Although lubricants used in food production have been regulated for 50 years, it has only been in the past few years that they have formed as a problem in the public consciousness, especially in Europe. German food safety organization Foodwatch tested several chocolate and potato chip brands and found mineral oil aromatic hydrocarbons, thought to cause cancer.

The hydrocarbon industrys response was to urge German risk assessment agency BfR to issue a statement saying that MOAH posed no threat. But this only happened after Concawe, the European petroleum industrys environmental research group, provided decades of evidence, including ample testing on various types of molecules, to demonstrate that MOAH in highly refined base oils are not cause for concern.

End of the Production Line

Adam believes more education, especially of NGOs and legislators, is necessary to provide a clearer path toward a European standard. The combined industry, not only the lube producers but also the food producers, should work together in collecting the evidence and proof that products are clean and safe, he said.

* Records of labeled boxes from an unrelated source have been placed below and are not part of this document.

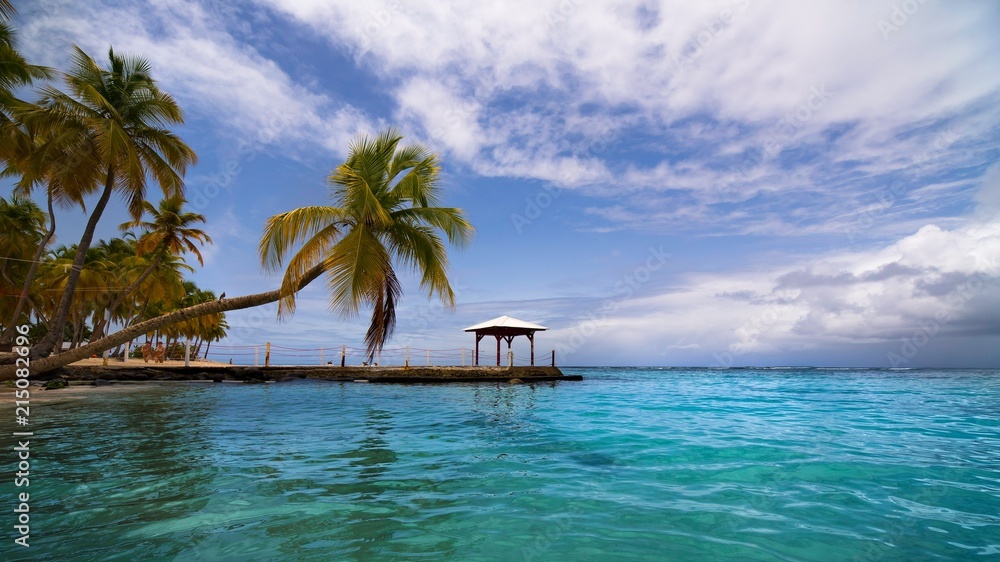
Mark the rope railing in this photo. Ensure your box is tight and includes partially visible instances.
[185,342,554,367]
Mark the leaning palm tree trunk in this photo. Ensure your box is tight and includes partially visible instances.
[0,191,56,349]
[31,171,115,356]
[0,265,323,380]
[93,256,161,338]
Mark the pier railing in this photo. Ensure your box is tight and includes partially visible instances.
[159,342,555,367]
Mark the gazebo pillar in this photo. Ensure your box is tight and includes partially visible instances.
[528,332,535,367]
[476,332,484,367]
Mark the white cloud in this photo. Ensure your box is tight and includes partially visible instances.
[550,212,1000,366]
[21,0,371,152]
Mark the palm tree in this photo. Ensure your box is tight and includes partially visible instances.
[0,130,474,380]
[0,5,52,160]
[22,46,197,355]
[259,129,474,358]
[0,193,48,326]
[95,195,212,337]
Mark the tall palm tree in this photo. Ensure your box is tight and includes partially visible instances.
[0,193,48,326]
[95,195,212,337]
[0,5,52,160]
[259,129,474,357]
[22,46,197,355]
[0,130,474,380]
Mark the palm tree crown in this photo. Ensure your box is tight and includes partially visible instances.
[258,129,474,356]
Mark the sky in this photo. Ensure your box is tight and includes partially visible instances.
[4,0,1000,368]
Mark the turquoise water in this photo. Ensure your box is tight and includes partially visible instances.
[0,368,1000,561]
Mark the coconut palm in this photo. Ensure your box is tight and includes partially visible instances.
[259,129,474,357]
[0,194,48,324]
[21,46,197,355]
[0,9,52,160]
[0,130,474,380]
[96,195,212,336]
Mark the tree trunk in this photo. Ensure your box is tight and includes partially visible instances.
[31,169,115,357]
[0,264,323,380]
[0,189,56,349]
[94,255,162,339]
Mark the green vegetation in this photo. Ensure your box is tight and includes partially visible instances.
[0,4,474,378]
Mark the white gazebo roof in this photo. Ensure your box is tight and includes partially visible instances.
[463,316,548,332]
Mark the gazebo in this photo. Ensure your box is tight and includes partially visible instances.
[464,316,548,367]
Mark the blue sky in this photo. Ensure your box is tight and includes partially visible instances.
[7,0,1000,367]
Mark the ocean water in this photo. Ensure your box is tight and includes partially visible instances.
[0,368,1000,562]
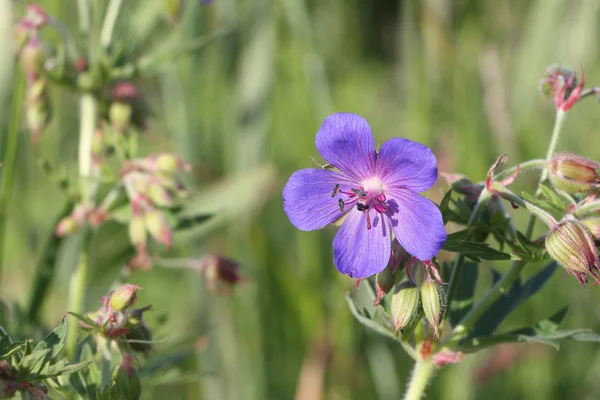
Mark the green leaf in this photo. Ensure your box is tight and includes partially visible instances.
[469,262,557,339]
[448,261,479,327]
[439,189,452,225]
[33,317,67,358]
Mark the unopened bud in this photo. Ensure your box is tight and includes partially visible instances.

Meanwhile, Housel feels that the onus will gradually shift toward original equipment manufacturers. The pressure will be less on the lubrication and more on the equipment, in other words, equipment that allows us to process food with minimal ingression of the lubricant into the food. And when I say minimal…much less than 10 ppm, if possible, he said.

Statutorily, wed like to get it lower, but I dont think they are interested in passing a law to make it lower, he continued. There is certainly a push with government in the United States right now to regulate less. I really dont see that we are going to get more regulation over the next couple of years.